As the song goes “New York, New York so good they named it twice”. The US has two sets of PMIs, the ISM and Markit varieties. The ISM also says that the health of the US economy is not so good. The manufacturing index started 2016 with its fourth successive month of contraction, a feat last achieved in July 2009. The non-manufacturing index (mostly services) signalled an unexpected slowdown in January, with the rate of growth easing to a 23-month low.
China’s PMIs continue to suggest the country’s manufacturers are struggling while the services sector is experiencing modest growth. The manufacturing reading remained below 50 at 48.4 with new export orders falling to its weakest level in five months. The services PMI has been hovering just above 51 in recent months, well below the long-term average of 54. It’s been a tough start to the year for China’s financial markets and for its economy, too.
Many emerging markets are having a difficult time of it. For some, significant pain is being felt. Both Russia and Brazil, big commodity producers, are in recession. But while many of China’s neighbours are experiencing a slowdown, GDP growth is being assisted by government spending. Indonesia and the Philippines posted growth figures of 5% and 6.3%y/y respectively in Q4. Thailand grew by 2.9% y/y in Q3 last year. And South Korea, almost as regular as clockwork, posted a very respectable 3%y/y growth in Q4. The question is how long these growth rates can be sustained?

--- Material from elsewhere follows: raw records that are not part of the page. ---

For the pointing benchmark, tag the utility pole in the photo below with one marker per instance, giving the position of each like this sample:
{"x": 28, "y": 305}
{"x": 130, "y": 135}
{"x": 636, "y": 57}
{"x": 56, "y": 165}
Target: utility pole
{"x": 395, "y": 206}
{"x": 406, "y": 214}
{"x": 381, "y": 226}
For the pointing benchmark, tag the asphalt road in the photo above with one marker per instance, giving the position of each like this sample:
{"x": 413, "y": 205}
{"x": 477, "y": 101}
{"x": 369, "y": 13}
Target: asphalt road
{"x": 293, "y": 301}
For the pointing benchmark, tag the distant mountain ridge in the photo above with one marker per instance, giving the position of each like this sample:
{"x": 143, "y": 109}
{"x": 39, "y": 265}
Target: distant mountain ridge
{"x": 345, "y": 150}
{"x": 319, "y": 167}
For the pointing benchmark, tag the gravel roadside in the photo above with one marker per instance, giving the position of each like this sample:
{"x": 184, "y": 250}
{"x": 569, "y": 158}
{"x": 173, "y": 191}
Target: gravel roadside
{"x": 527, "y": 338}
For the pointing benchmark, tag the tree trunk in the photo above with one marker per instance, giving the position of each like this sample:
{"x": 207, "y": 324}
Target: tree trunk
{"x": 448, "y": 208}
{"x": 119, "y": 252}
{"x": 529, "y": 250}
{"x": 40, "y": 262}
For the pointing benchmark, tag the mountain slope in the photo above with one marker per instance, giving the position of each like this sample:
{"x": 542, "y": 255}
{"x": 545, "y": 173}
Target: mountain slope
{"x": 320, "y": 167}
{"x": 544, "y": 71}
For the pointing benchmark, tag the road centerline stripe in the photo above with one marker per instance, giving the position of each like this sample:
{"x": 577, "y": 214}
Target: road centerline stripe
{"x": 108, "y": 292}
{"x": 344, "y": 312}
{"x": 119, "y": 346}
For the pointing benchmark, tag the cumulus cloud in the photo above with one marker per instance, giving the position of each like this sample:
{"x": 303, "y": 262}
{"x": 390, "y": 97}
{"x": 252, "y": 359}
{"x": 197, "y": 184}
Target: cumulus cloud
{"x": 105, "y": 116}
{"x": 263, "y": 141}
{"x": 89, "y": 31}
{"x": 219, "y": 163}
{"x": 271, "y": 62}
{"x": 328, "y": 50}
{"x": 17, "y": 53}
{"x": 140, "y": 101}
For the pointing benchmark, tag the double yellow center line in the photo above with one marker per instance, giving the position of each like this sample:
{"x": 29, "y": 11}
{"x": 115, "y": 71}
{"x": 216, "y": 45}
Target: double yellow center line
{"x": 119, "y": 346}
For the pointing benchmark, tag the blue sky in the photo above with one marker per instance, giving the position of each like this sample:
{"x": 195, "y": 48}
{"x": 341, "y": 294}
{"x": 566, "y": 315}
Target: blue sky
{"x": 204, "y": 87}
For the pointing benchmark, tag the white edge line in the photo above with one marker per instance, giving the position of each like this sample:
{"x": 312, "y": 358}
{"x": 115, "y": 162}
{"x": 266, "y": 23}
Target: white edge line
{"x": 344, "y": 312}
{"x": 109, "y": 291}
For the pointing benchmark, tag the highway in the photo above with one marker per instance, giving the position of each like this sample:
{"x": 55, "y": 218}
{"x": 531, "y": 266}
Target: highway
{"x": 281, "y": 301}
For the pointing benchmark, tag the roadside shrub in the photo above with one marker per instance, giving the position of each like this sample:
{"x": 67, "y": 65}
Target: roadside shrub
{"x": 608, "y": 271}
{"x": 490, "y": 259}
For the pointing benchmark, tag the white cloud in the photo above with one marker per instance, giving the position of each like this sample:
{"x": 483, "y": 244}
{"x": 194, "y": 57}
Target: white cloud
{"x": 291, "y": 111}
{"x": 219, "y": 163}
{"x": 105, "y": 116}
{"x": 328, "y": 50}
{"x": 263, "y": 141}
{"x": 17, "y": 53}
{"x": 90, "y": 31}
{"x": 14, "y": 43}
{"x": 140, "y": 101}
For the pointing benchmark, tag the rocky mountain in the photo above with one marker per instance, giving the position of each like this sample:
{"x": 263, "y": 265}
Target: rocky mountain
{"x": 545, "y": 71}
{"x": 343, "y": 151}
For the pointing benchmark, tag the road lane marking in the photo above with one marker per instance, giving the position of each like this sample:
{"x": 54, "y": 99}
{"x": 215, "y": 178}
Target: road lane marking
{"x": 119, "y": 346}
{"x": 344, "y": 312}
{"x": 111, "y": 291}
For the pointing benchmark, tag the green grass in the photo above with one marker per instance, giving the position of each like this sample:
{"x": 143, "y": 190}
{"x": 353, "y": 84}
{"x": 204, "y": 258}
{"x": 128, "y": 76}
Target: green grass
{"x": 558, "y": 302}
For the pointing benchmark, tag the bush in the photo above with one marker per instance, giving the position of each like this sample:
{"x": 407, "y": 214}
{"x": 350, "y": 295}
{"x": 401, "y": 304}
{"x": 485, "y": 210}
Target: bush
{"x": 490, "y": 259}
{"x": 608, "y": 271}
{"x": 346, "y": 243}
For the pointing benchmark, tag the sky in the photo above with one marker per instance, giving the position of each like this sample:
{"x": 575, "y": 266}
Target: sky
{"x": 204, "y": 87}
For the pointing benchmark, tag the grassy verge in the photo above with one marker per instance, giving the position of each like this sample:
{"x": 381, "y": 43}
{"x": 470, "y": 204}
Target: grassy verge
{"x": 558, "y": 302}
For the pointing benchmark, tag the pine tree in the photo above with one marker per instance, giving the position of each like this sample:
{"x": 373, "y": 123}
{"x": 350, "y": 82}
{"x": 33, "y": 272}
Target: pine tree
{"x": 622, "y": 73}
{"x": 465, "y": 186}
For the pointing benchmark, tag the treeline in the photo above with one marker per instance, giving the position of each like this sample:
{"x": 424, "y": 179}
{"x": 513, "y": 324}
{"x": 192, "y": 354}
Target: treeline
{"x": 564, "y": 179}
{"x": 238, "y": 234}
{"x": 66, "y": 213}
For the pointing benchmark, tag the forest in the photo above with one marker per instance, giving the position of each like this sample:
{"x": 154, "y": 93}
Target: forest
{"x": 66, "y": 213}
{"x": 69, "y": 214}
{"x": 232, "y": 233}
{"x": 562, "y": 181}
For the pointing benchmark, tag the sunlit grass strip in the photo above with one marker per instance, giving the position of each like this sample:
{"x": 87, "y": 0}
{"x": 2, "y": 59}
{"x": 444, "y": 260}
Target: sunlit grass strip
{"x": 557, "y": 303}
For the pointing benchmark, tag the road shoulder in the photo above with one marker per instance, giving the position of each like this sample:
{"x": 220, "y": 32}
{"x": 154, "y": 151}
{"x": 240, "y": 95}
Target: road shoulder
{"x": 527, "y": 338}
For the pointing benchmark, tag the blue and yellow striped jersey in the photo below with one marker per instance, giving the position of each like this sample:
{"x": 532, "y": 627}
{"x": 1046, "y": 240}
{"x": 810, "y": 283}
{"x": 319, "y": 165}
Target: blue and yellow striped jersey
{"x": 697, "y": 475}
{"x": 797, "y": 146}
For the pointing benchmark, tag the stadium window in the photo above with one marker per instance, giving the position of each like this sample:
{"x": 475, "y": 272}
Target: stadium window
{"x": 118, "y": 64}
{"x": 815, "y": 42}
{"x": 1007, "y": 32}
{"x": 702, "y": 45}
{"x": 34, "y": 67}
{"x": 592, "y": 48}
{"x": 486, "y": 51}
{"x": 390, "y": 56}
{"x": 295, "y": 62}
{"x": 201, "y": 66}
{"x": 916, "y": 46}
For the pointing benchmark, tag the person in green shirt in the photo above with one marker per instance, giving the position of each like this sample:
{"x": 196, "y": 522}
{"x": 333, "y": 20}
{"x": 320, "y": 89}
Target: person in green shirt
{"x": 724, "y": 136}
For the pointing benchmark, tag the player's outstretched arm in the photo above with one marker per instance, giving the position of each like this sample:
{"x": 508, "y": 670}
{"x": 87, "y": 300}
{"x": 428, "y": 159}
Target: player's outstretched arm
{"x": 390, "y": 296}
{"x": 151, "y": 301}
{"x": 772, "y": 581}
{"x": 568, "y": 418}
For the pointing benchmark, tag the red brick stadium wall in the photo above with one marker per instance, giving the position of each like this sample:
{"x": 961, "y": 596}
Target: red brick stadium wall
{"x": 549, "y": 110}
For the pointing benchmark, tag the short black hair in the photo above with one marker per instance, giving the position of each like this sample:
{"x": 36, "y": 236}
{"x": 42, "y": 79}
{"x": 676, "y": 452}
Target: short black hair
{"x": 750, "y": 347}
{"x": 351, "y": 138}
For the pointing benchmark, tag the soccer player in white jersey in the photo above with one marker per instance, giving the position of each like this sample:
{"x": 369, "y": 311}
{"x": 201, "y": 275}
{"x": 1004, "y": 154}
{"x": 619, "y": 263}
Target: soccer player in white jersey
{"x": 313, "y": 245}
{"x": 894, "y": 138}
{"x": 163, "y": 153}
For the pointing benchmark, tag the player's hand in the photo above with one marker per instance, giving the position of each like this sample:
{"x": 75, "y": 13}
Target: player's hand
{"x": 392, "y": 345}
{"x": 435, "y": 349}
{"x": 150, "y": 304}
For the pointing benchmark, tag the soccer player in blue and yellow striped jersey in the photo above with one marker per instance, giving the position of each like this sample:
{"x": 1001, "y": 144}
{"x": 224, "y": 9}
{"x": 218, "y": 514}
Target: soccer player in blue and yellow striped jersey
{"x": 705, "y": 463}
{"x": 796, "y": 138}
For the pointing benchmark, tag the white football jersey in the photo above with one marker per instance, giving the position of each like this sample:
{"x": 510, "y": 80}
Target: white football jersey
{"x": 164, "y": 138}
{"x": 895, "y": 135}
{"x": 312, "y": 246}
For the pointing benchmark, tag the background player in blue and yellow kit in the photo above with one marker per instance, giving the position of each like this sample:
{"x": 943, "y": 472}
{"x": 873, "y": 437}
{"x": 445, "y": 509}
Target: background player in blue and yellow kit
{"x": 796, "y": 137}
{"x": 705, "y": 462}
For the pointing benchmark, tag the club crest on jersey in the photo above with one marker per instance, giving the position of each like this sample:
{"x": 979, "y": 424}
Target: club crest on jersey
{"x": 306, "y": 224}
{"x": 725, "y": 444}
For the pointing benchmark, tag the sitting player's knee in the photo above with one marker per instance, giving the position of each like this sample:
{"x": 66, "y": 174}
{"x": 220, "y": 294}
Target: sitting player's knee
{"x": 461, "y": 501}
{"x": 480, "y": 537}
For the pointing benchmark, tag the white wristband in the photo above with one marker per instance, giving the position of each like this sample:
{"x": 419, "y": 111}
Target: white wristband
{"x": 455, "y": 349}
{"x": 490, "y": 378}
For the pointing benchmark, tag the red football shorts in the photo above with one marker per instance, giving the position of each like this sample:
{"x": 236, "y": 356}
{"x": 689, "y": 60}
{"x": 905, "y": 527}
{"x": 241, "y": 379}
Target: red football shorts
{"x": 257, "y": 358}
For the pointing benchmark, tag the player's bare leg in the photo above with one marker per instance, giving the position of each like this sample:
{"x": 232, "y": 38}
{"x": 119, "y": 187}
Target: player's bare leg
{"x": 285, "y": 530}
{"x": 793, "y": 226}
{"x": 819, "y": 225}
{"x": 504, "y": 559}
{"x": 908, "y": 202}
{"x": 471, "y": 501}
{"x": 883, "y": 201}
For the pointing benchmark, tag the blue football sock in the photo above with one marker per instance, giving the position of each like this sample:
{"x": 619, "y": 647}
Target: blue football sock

The unemployment rate in the Euro Area fell to 10.4% in December, the lowest since late 2011. Since it peaked in mid-2013, the rate of joblessness has fallen by 1.7 percentage points. By contrast in the US and the UK it is down by more than 2.5 percentage points. And while Germany is sitting pretty on an unemployment rate of 4.5%, spare a thought for France, Italy and Spain, where unemployment is still above 10% and in the case of Spain, above 20%.